- Date:
- ca. 1789
- Medium:
- Diptych of woodblock prints; ink and color on paper
- Source:
- Metropolitan Museum of Art
Description
This Edo [bijin-ga](/glossary/bijin-ga) print by Katsukawa Shuncho is held in the collection of the Metropolitan Museum of Art, which catalogues it under the generic title 'Print' for an impression whose specific subject is not securely identified. Shuncho was a leading designer of the Katsukawa school in the late eighteenth century, and even his less-documented sheets are recognizable for the slender, elongated female figures and crisp textile patterns that defined his mature manner.

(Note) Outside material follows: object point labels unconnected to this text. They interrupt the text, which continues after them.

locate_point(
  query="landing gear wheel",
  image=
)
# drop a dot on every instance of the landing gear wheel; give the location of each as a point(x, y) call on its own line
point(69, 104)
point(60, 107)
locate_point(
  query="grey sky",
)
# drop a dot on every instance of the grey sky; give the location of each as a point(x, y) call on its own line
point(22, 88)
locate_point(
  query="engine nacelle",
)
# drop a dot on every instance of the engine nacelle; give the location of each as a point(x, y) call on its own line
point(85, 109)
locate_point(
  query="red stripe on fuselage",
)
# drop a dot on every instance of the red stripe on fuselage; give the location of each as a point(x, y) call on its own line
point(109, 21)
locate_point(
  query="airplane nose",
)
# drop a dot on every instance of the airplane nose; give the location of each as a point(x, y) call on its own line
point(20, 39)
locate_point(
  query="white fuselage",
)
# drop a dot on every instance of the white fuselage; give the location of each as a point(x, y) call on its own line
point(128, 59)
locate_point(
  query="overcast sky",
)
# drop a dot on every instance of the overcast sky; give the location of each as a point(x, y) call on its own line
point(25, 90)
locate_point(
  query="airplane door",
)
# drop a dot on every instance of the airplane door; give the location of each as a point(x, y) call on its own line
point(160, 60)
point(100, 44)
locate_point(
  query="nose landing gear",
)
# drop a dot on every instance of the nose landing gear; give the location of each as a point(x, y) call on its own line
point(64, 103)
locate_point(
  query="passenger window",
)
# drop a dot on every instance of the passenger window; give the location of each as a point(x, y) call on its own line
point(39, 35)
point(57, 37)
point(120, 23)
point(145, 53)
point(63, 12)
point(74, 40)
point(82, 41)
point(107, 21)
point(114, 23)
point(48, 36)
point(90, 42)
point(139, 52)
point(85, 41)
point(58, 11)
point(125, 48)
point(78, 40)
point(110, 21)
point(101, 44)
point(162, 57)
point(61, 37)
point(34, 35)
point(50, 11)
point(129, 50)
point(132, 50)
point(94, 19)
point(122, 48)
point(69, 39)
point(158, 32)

The print belongs to the broad current of Edo bijin-ga in which women of fashion are depicted in everyday or seasonal settings, drawn with attention to the fall of robes, the dressing of the hair, and the small accessories that signaled current taste. Within the Katsukawa school, Shuncho occupied a particular position: trained by Katsukawa Shunsho in the family's actor portraits, he turned increasingly toward female subjects and helped move the school's bijin-ga toward the slender ideal that would dominate the 1780s and 1790s. Even without a confirmed narrative title, this impression demonstrates the qualities that drew collectors to Shuncho's work — the unhurried poses of his figures, the carefully patterned cloth, and the controlled palette characteristic of late-eighteenth-century Edo printmaking. The Metropolitan Museum of Art preserves this sheet among its extensive holdings of Japanese woodblock prints, where it stands alongside many better-documented examples by Shuncho and his Katsukawa school contemporaries and serves as a reminder that not every print from this period carries a fully recoverable subject.